Les propositions de lois déposées par le RN et LR omettent sciemment d’interdire les opérations médicales imposées aux mineur·e·s intersexes pour les assigner au genre masculin ou au genre féminin. Les mouvements politiques illibéraux défendent ainsi l’interdiction des transitions médicales aux personnes transgenres tout en prônant l’utilisation de ces mêmes interventions médicales à l’encontre des mineur·e·s intersexes, qu’il s’agisse de la prescription de bloqueurs de puberté ou de la pratique d’opérations chirurgicales imposées sans le consentement des mineur·e·s et de leurs parents.

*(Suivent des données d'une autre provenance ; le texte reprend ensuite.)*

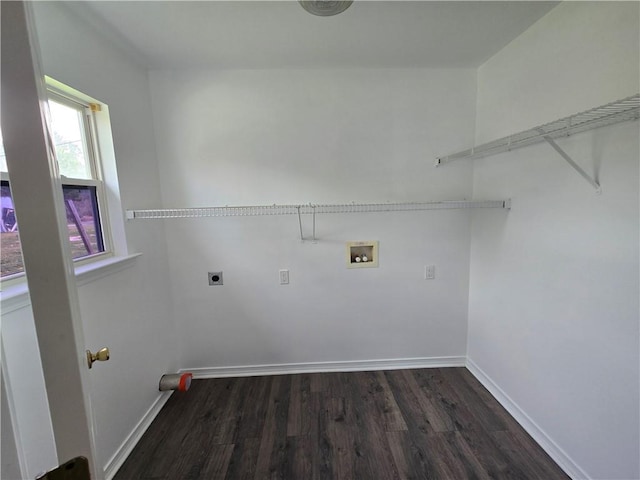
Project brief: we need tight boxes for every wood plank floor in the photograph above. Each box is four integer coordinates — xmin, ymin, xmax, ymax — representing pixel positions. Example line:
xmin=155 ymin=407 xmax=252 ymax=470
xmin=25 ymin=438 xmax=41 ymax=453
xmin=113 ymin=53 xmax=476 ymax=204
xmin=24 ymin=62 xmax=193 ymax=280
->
xmin=115 ymin=368 xmax=569 ymax=480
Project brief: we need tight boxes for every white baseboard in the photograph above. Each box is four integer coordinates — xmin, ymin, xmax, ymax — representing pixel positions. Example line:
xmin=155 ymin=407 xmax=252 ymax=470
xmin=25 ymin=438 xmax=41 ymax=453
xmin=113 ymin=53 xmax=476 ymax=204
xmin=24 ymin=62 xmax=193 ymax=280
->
xmin=180 ymin=356 xmax=466 ymax=378
xmin=466 ymin=358 xmax=590 ymax=480
xmin=104 ymin=392 xmax=173 ymax=480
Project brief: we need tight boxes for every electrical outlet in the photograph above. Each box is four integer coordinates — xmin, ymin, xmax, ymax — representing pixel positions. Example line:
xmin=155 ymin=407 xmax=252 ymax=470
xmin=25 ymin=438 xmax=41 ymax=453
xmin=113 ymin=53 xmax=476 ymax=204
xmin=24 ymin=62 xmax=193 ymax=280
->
xmin=424 ymin=265 xmax=436 ymax=280
xmin=209 ymin=272 xmax=224 ymax=285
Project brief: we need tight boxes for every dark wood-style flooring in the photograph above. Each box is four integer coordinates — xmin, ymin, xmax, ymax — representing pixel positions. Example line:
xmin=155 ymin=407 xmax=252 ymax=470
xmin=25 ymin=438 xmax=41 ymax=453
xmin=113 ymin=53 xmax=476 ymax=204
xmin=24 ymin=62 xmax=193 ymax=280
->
xmin=115 ymin=368 xmax=569 ymax=480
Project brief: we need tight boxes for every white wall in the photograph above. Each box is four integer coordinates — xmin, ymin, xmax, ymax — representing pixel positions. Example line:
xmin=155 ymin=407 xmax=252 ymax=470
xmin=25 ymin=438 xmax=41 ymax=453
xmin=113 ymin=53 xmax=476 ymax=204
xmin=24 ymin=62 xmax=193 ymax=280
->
xmin=150 ymin=69 xmax=476 ymax=368
xmin=2 ymin=2 xmax=178 ymax=478
xmin=468 ymin=2 xmax=640 ymax=479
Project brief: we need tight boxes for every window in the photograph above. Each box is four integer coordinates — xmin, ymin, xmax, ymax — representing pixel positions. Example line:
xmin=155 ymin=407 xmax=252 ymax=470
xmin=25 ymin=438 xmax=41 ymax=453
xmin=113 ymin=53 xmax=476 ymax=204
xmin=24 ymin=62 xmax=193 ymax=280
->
xmin=0 ymin=81 xmax=110 ymax=280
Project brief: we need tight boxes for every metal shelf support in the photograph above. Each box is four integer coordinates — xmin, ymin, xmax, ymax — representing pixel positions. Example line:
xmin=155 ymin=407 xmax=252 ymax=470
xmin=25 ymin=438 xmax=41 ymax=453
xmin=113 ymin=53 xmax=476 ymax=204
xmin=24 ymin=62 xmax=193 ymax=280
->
xmin=435 ymin=94 xmax=640 ymax=193
xmin=542 ymin=129 xmax=602 ymax=195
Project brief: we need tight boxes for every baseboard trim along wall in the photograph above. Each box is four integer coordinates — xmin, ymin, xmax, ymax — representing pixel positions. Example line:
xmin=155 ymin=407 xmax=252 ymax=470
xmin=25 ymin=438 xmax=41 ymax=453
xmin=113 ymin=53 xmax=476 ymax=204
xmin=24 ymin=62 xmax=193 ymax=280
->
xmin=104 ymin=392 xmax=173 ymax=480
xmin=180 ymin=356 xmax=466 ymax=378
xmin=466 ymin=358 xmax=591 ymax=479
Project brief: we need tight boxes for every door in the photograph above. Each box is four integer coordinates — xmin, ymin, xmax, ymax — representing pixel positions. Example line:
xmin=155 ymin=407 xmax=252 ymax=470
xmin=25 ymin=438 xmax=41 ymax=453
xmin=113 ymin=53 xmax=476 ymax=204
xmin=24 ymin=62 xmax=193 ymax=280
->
xmin=0 ymin=1 xmax=104 ymax=479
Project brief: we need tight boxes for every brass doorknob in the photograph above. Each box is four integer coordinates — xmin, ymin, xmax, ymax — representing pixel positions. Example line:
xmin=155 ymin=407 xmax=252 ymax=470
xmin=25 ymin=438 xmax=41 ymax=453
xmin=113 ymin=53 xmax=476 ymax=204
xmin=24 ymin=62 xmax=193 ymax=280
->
xmin=87 ymin=347 xmax=109 ymax=368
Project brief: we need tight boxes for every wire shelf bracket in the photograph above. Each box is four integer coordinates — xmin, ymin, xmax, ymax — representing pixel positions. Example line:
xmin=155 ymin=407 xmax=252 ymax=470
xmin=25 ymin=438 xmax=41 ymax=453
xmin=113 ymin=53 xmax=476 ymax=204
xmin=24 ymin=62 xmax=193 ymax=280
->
xmin=435 ymin=94 xmax=640 ymax=193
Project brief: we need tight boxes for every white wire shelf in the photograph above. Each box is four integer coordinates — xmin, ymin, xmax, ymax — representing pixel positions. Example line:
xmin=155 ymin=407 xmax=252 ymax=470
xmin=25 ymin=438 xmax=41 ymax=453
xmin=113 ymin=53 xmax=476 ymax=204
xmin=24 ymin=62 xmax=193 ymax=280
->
xmin=126 ymin=200 xmax=511 ymax=220
xmin=436 ymin=94 xmax=640 ymax=166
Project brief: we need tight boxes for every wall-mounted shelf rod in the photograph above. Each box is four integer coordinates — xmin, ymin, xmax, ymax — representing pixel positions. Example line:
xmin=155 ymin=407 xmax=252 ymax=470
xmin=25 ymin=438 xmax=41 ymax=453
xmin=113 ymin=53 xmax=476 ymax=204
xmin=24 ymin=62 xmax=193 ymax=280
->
xmin=436 ymin=94 xmax=640 ymax=192
xmin=126 ymin=200 xmax=511 ymax=220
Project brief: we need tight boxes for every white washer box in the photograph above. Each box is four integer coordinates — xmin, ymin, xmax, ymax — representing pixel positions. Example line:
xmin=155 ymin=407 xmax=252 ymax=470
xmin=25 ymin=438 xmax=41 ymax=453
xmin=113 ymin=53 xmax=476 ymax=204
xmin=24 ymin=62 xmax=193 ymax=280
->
xmin=347 ymin=241 xmax=378 ymax=268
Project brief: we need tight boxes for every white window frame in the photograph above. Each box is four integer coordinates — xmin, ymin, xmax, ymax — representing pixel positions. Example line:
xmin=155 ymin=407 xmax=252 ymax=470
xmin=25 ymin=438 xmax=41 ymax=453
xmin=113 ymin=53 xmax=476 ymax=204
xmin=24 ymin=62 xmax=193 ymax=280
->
xmin=0 ymin=77 xmax=128 ymax=289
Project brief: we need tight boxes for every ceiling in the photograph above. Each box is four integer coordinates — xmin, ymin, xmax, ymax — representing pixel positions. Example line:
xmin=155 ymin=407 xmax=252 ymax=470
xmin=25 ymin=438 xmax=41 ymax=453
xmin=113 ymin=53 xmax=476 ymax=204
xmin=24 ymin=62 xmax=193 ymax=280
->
xmin=75 ymin=0 xmax=558 ymax=69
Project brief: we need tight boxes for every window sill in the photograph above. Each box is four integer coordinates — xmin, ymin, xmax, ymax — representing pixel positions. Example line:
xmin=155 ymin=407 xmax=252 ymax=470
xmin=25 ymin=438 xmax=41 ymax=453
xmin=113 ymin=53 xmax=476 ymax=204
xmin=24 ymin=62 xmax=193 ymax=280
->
xmin=0 ymin=253 xmax=142 ymax=314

À l’image d’autres législations illibérales dans le monde comme celles adoptées en Alabama et en Arizona aux États-Unis, les deux propositions de lois déposée par LR et le RN défendent donc un « encadrement de la transidentification » qui vise à préserver une conception traditionnelle de la binarité sexuelle et non à protéger l’intérêt supérieur de l’enfant.

De ce point de vue, mettre en lumière les convergences entre les propositions de loi déposées par le RN et LR permet de comprendre leur participation à la révolution conservatrice dont Viktor Orban est l’un des chefs de file et d’expliquer la cohérence entre la remise en question des droits individuels – qu’il s’agisse des droits des personnes transgenres et intersexes, des droits des minorités sexuelles, des droits des femmes, des droits reproductifs et familiaux et des droits des étranger·e·s – et les attaques envers les contrepouvoirs, qu’ils soient institutionnels ou indépendants de l’État.

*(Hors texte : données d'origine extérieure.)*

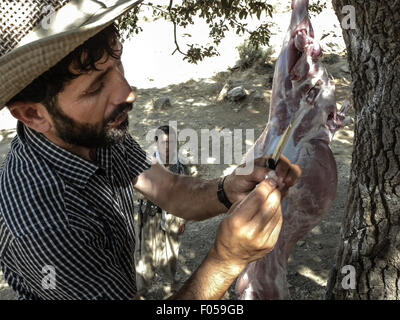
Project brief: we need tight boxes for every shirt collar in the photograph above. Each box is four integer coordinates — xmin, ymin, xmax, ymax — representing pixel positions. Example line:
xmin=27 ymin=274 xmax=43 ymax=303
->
xmin=17 ymin=121 xmax=104 ymax=188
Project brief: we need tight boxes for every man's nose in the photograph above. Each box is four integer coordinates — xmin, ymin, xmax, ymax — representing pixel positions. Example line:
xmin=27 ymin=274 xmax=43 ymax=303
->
xmin=126 ymin=90 xmax=136 ymax=103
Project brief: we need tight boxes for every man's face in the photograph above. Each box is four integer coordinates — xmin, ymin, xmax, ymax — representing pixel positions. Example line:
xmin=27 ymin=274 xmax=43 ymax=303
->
xmin=157 ymin=133 xmax=176 ymax=164
xmin=46 ymin=41 xmax=136 ymax=148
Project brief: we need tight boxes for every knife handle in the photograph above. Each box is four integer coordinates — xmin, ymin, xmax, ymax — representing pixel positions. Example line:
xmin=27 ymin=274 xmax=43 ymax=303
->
xmin=268 ymin=158 xmax=279 ymax=170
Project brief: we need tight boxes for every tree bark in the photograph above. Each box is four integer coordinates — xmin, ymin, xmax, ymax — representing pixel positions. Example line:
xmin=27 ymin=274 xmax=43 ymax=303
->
xmin=326 ymin=0 xmax=400 ymax=299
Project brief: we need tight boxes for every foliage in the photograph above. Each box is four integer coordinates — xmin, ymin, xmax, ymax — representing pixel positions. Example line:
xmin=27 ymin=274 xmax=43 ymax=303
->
xmin=120 ymin=0 xmax=326 ymax=63
xmin=236 ymin=41 xmax=274 ymax=70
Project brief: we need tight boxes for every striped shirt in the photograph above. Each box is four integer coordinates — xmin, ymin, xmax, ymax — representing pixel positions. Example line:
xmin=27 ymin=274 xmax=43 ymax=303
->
xmin=0 ymin=122 xmax=151 ymax=299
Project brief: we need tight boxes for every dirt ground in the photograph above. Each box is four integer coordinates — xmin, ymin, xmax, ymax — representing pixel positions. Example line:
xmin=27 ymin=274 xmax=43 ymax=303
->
xmin=0 ymin=1 xmax=354 ymax=300
xmin=127 ymin=56 xmax=354 ymax=300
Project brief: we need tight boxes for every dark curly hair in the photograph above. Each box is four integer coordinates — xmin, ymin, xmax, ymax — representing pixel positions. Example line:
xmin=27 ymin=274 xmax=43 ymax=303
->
xmin=6 ymin=23 xmax=119 ymax=113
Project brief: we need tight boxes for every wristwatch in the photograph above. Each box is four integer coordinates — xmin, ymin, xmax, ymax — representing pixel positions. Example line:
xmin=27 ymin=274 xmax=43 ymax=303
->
xmin=217 ymin=176 xmax=232 ymax=209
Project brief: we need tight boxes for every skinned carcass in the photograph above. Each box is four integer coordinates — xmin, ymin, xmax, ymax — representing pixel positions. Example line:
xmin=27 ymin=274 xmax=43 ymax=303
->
xmin=236 ymin=0 xmax=347 ymax=299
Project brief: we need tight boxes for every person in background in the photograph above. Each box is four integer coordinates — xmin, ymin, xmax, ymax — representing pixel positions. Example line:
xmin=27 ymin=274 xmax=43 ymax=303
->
xmin=137 ymin=126 xmax=188 ymax=296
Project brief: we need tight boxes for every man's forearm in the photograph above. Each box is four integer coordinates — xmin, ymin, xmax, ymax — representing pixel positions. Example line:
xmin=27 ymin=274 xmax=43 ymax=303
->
xmin=171 ymin=249 xmax=245 ymax=300
xmin=167 ymin=176 xmax=228 ymax=221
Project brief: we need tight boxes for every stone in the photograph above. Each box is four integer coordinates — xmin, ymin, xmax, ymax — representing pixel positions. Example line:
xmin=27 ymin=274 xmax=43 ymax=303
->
xmin=227 ymin=87 xmax=247 ymax=102
xmin=217 ymin=83 xmax=230 ymax=102
xmin=153 ymin=97 xmax=171 ymax=110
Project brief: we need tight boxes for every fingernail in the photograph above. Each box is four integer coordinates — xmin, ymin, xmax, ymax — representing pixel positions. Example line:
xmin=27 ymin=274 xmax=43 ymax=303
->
xmin=267 ymin=178 xmax=278 ymax=188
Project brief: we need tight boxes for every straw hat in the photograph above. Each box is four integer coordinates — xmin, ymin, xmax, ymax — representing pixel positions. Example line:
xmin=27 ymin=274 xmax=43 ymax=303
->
xmin=0 ymin=0 xmax=142 ymax=110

À cet égard, on peut noter que si Frédéric Valletoux – le ministre délégué à la santé de l’époque – s’est opposé à l’adoption de la loi, on constate également la diffusion de l’illibéralisme au sein de la majorité présidentielle menée par le groupe Renaissance comme le montre l’appropriation de certaines thématiques à l’instar de la critique du « wokisme » et de l’anti-intellectualisme, ainsi que le refus d’inclure explicitement les hommes transgenres dans la constitutionnalisation du droit à l’avortement, ce qui a nécessité une clarification ultérieure du Conseil d’État.